We have tried hard to avoid passing on these higher prices to our customers, and have accepted the economic loss until now. However, the prices have increased so dramatically that we can no longer do this. We unfortunately must increase our prices.
Starting on 1 August 2021, the price for newly created Floating IPs (IPv4) will be increased as stated below.
Starting on 1 September 2021, the price for newly created Cloud Servers (CX11 and CPX11) will be increased as stated below.
Product Price per month / hour up until now Price per month / hour, effective 1 Sept 2021
Cloud Servers:
CX11 3.088€ / 0.00496€ 4.328€ / 0.00682€
CPX11 4.328€ / 0.00744€ 4.948€ / 0.00806€
Existing Cloud Servers are not affected by this price adjustment. Please note that these prices also apply to rescaling, effective September 1, 2021.
Product Price per month up until now Price per month, effective 1 Aug 2021
Floating IP:
IPv4 1.24€ 3.72€
Existing Floating IPs are not affected by this price adjustment.
All prices incl. 24% VAT.
Demand for IPv4 addresses will likely remain very high. And we will need to continue to purchase nets. We assume that the prices for IPv4 addresses will continue to rise, and that we will also need to increase our prices again in the future. Prices for IPv4 will likely remain high until after IPv6 has become much more popular.
We are confident that this is still a good price/performance ratio and hope for your understanding.
If you have any questions, we are happy to help. To open a support request, please go to the menu item Settings on your Cloud Console. We hope that you continue to place your trust in us as we are constantly working to expand our services and you can look forward to several new features that are already on our roadmap.
With the +1€/month (+VAT) price increase for the CX11 instances, I'd happily drop the public IPv4 address from most of my instances for a 1€/month discount.
Hetzner is a spammer / scammer hell hole. I didn't even realize they had clean ip addresses. Anyone spin up an instance recently and test deliverability?
Good feedback - maybe I'm getting them confused with another of the AWS lite folks (linode or ...). I had a miserable time on one of these with just trashed IP address rep (but unlimited bandwidth supposedly).
Digitalocean used to offer unlimited bandwidth (not anymore). They are completely trashed, half on DNSBL, most people I know drop traffic from them due to relentless bruteforcing and abuse.

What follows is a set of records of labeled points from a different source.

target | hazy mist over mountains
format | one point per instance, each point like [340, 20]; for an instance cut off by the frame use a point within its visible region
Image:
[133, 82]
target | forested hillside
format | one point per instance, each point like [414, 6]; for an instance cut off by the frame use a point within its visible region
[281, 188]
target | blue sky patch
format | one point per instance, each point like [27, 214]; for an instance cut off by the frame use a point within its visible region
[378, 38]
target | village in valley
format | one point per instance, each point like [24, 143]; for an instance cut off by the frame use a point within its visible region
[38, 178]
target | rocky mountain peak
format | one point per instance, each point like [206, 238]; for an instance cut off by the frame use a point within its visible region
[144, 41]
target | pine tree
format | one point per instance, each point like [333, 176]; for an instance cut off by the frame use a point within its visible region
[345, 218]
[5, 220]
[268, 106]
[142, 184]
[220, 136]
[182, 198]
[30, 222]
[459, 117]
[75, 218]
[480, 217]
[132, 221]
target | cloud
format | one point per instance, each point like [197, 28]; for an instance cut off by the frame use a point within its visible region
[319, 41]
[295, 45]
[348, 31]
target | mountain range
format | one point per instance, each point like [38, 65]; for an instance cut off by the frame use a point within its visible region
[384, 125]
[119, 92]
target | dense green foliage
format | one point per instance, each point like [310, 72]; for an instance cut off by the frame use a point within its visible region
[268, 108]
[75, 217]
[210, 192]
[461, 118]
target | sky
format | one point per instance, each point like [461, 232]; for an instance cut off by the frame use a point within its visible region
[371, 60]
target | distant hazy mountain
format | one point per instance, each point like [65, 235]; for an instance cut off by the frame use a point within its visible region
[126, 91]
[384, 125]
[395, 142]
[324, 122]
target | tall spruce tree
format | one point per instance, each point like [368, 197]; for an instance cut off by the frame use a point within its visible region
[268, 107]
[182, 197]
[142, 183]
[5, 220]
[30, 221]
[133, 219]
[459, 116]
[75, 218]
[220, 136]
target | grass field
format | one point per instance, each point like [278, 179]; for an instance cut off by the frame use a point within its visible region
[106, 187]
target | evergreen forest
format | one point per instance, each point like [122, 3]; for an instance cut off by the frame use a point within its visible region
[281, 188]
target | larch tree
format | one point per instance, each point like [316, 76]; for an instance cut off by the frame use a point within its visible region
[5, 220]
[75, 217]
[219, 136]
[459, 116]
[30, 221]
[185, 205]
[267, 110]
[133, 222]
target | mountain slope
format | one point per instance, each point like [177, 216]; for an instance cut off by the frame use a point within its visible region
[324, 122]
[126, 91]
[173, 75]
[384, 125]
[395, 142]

I remembered one of these players and just being totally shocked had how bad they were in this area - like no care - despite trying to compete with AWS. I don't remember if there was also internal to their network scan / attack stuff going unaddressed in addition to just issues with deliverability out (non marketing) but I honestly felt like I was working with kids vs adults a bit (this is some time ago though).
I'd been told I was an idiot for paying for AWS and that there was lots to be saved on their unlimited bandwidth etc - but it ended up being absolutely not worth it. AWS support is really good. They seem to take abuse issues quasi seriously etc.

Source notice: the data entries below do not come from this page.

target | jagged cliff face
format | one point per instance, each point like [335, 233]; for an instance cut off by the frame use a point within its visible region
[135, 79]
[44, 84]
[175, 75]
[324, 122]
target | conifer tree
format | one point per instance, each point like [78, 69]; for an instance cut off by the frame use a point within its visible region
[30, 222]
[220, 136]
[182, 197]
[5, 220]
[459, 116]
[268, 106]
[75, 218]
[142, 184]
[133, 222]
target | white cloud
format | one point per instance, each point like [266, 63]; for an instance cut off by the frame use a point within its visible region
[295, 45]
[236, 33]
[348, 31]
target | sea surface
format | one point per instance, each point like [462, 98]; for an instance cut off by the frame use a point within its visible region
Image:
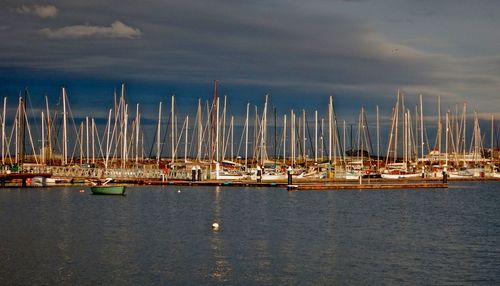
[267, 236]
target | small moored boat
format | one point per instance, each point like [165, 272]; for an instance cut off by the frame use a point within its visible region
[104, 189]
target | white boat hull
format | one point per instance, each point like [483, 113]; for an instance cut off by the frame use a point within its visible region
[400, 176]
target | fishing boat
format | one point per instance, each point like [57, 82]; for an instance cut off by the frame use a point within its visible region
[105, 189]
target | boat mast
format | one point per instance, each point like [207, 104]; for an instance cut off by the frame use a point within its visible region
[223, 147]
[446, 140]
[172, 131]
[330, 130]
[292, 137]
[93, 140]
[422, 129]
[43, 138]
[315, 136]
[492, 133]
[185, 140]
[137, 124]
[378, 141]
[125, 149]
[3, 129]
[246, 136]
[87, 137]
[158, 133]
[200, 130]
[108, 147]
[232, 136]
[284, 138]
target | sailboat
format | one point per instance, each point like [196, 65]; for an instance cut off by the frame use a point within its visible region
[105, 189]
[394, 169]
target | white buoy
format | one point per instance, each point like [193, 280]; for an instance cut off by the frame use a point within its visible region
[215, 226]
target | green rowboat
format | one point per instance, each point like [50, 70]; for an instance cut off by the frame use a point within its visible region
[108, 190]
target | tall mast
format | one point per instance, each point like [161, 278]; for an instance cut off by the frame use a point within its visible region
[422, 128]
[275, 137]
[284, 138]
[446, 139]
[223, 145]
[125, 149]
[65, 134]
[43, 138]
[172, 131]
[440, 128]
[292, 137]
[87, 137]
[217, 139]
[137, 125]
[330, 130]
[304, 136]
[108, 147]
[81, 143]
[396, 131]
[232, 136]
[492, 133]
[3, 129]
[200, 130]
[185, 139]
[316, 136]
[246, 136]
[344, 139]
[465, 132]
[378, 141]
[213, 122]
[93, 143]
[158, 138]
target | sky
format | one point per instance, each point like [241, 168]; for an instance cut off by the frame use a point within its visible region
[299, 52]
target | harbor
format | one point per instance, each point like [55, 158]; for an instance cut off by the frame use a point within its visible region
[318, 150]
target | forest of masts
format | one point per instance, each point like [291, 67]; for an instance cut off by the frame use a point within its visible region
[210, 136]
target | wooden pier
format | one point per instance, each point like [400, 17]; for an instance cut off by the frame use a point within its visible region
[296, 186]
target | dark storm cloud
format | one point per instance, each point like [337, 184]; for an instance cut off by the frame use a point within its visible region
[321, 47]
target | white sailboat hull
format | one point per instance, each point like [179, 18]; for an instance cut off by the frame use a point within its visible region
[400, 176]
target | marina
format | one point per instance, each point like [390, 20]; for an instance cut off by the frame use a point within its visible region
[207, 150]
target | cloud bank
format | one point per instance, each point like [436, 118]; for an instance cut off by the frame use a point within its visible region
[116, 30]
[42, 11]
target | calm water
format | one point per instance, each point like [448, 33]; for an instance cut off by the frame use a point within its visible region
[156, 235]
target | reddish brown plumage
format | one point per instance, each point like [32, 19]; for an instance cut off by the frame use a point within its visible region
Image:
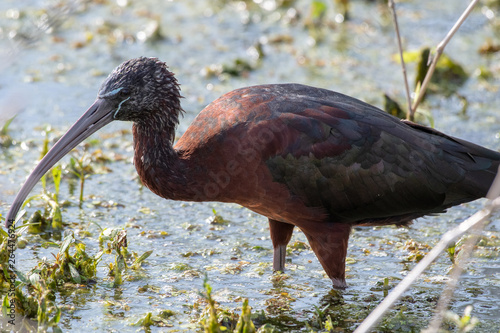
[301, 156]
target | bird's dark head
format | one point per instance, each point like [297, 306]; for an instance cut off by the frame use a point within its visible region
[140, 89]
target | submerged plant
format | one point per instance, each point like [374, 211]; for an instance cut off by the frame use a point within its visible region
[5, 138]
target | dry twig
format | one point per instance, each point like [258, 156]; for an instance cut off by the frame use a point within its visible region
[410, 113]
[446, 239]
[439, 51]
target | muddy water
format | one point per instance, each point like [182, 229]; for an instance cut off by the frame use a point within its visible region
[54, 56]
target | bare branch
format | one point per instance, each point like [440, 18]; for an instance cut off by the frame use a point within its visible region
[446, 239]
[466, 252]
[392, 6]
[439, 51]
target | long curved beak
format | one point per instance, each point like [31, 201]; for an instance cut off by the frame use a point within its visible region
[97, 116]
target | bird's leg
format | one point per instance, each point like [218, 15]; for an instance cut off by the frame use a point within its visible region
[280, 235]
[329, 243]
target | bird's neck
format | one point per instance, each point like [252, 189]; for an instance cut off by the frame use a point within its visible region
[161, 168]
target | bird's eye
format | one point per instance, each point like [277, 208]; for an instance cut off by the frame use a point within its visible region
[125, 92]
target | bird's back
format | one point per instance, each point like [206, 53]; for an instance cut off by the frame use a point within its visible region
[333, 153]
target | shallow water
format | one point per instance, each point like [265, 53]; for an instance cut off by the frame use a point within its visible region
[50, 76]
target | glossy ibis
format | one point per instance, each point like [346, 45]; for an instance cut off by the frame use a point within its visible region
[301, 156]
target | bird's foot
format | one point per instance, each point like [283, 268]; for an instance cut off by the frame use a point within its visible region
[339, 283]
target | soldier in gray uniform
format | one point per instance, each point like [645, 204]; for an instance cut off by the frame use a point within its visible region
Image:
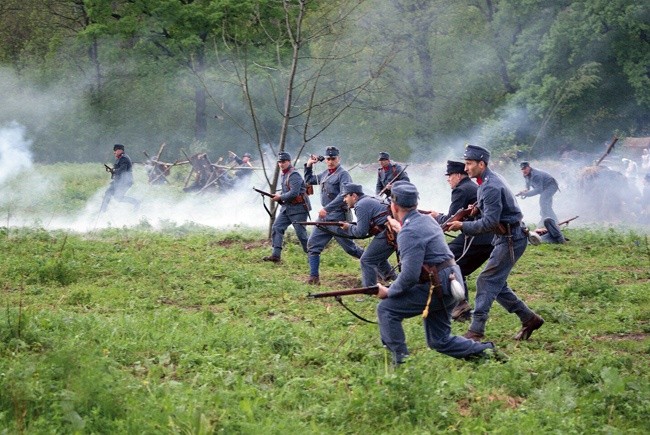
[501, 216]
[470, 252]
[544, 185]
[121, 180]
[295, 207]
[388, 172]
[372, 215]
[334, 209]
[420, 242]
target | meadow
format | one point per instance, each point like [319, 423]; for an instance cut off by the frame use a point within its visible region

Yeah I don't know what is up with digitalocean. I can think of several things, like free EDU credit (abused relentlessly, seemingly mostly by CN/IN with fake edu emails or stolen identity ones) and $5 to $10 free trials, though this has been reduced a bit via card requirements.
They do have very long term customers that are abusive as fuck, spray high-PPS port scans and bruteforces out under the false guise of security research (with no IRB, no studies, no affiliation or notice of who they are), pretty much floods that abuse has ignored.
Stuff like this really hinders adoption.